Nice research!
I'm curious though about your choice of winners.....
Looking at your benchmark:
User: Hi, I'm Dan. It's nice to meet you.
One issue here is this may very likely match an input directly, and call a fixed response from most bots (with the name variable thrown in).
On that basis, I'd say real 'cleverness' would come from responding with different words (as your Gold example), or ideally, even going off within the context.
- Code: Select all
Gold Response: Hello Dan, I'm BoBo. Glad to meet you too.
I like the fact your Gold response has 'glad' instead of 'nice', and I like the inclusion of 'too', and also with the bot understanding the two parts of the question.

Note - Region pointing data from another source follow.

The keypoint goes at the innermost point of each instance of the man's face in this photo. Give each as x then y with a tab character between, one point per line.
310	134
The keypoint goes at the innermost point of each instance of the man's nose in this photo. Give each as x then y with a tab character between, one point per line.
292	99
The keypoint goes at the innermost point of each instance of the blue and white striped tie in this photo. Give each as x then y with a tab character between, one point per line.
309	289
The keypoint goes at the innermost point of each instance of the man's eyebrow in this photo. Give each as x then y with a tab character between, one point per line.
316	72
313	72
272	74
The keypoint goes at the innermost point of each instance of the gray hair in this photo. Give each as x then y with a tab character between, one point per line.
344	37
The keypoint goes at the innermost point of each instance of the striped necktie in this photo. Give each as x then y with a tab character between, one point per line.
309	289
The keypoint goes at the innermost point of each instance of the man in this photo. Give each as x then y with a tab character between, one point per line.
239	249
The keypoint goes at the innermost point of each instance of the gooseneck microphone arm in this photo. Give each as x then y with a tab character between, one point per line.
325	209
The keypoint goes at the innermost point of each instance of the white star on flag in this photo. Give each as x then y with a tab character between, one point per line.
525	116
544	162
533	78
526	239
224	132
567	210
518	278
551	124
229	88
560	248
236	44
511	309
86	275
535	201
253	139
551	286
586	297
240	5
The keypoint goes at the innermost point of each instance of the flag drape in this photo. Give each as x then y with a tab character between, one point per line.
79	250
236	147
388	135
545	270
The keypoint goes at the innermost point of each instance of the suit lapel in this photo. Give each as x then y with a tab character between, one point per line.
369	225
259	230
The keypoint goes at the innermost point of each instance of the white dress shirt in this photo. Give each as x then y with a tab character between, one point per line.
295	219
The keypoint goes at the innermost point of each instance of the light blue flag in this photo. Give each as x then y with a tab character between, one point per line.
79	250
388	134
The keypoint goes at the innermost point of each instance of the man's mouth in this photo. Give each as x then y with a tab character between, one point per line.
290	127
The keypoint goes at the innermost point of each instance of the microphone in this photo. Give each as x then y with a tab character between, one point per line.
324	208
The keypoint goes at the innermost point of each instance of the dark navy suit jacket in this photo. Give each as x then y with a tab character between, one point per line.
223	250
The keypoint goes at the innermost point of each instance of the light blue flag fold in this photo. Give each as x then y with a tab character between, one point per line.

What about if the bot said this, recognising that this is a common input:
- Code: Select all
Diamond Response: Bobo here, and I'm glad to meet you too. Where are you from Dan?
The difference being (other than an arbitrary change of initial response), is that the bot shows it has understood the context 'Getting to know you'.
All I want to say here is, I think when the input is common and therefore a predicatable one to have (I'm sure most bots will have - here in Verbotese -
Hi * I'm [youname]. How are you * as a whole input) then it is much harder to show intelligence.
My real-life answer would probably be "And you." .......... which makes me less intelligent than ALICE (although that may be true!).
If I had to pick winners based on that input alone, mine would be Bildgesmythe or Jeeny, because I think the bots show more 'getting' of the context (that it is just an elaborate 'hello').